Here’s a bunch of that data compiled at Liebowitz’s webpage:
Microsoft info
The “non-academic articles” link in the first paragraph actually contains excerpts from the WLaM book.
“The #1 selling point of Office for the Mac has traditionally been its ability to reliably edit documents created in Office for Windows.”
That wrong. Both Word and Excel won majority market shares in the Mac market looong before in the PC market. Word for PCs only surpassed Word for Macs in market share in 1996, while for the previous 8 years the Mac version had been dominating its market. It’s even more dramatic for Excel — always more dominant in the Mac market. See here, Fig. 8.18:
Market share data
Colin K
Jan 6 2010 at 4:52pm
Agnostic:
Thanks for the link. I think it is fair to say that MS Office has in various times and places been a good, even great product. That said, the Office wars were drawing to a close by the early 1990s. In looking at the DoJ case and its aftermath, I think it’s a lot more relevant to look at where things stood in 1995 than 1990. I can think of very few cases where a software publisher has dominated such a large market, with such high margins, for so long.
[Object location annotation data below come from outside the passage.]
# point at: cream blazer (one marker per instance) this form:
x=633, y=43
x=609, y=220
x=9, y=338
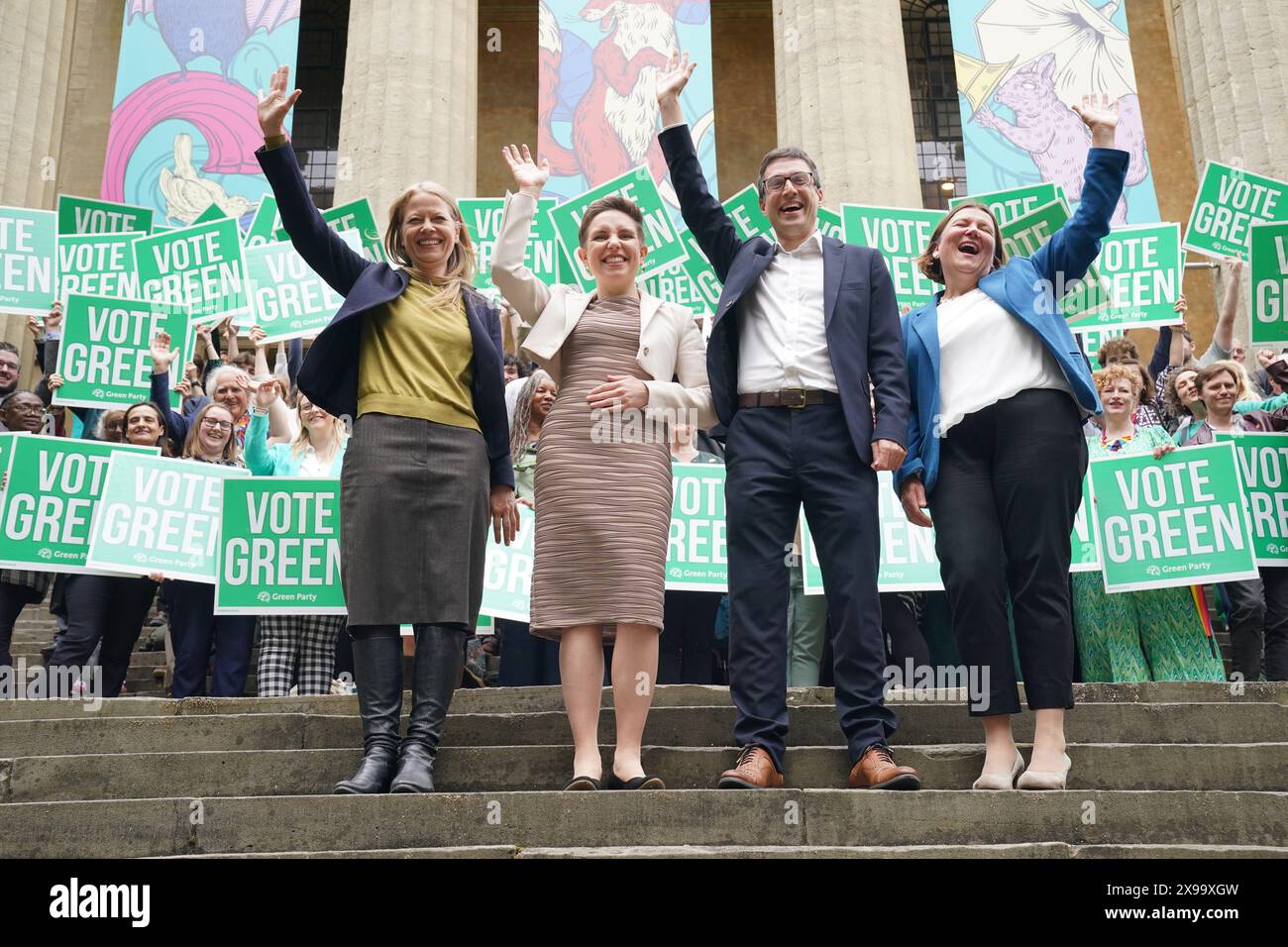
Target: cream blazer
x=670, y=346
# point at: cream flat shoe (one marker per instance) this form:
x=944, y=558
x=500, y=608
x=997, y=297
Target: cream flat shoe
x=1039, y=780
x=1001, y=783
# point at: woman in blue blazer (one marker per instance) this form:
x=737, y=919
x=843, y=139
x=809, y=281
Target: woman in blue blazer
x=1000, y=390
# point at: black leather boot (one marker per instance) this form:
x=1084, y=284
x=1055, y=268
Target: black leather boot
x=377, y=672
x=439, y=659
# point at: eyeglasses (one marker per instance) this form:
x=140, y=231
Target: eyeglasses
x=799, y=180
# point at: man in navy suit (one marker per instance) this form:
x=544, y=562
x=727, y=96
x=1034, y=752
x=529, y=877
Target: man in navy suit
x=802, y=326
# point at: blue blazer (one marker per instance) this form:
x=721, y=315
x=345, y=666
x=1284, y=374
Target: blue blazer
x=1018, y=289
x=330, y=372
x=861, y=317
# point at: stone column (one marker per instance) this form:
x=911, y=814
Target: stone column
x=410, y=99
x=841, y=81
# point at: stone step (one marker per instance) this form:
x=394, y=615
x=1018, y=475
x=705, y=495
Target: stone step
x=810, y=725
x=673, y=817
x=1248, y=767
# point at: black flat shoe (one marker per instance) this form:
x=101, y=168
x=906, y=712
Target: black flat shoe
x=638, y=783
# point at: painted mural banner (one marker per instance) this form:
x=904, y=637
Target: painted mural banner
x=82, y=215
x=901, y=235
x=1228, y=204
x=183, y=132
x=47, y=509
x=27, y=256
x=1267, y=266
x=279, y=547
x=1177, y=521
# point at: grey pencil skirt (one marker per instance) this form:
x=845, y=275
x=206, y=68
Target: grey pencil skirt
x=413, y=522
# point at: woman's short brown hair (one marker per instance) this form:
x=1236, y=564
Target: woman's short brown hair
x=610, y=202
x=928, y=264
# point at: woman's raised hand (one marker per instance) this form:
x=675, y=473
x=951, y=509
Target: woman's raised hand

FWIW, I think a huge difference between MS and Google is that the cost of switching to a better search engine is roughly zero for a user today, while the cost for someone with five years of MS Office documents to switch is potentially quite high. As much as I detest Google’s fashionably ignorant progressive ideology, they strike me as dominating their market entirely by merit.
liberty
Jan 6 2010 at 5:02pm
“the cost for someone with five years of MS Office documents to switch is potentially quite high. ”
Sorry for sounding ignorant, but why would the cost be high for a person to switch? I understand why it might be high for a company to switch, if it must contend with a lot of clients and suppliers that use MS Office, etc – but for a single person, Open Office / Star Office can read all (or the vast majority of) MS Office documents, so the switch is easy. Such a solution may prove more complicated for some businesses however. What am I missing?
lukas
Jan 6 2010 at 5:53pm
Oh how I wish this were true. Many of the MS Office documents that used to reach my inbox every day came out highly distorted when opened using OOo, and some were downright unreadable. OOo/SO are unable to import any but the simplest MS Office documents faithfully. Besides, MS Office is a superior product as far as resource use and usability are concerned.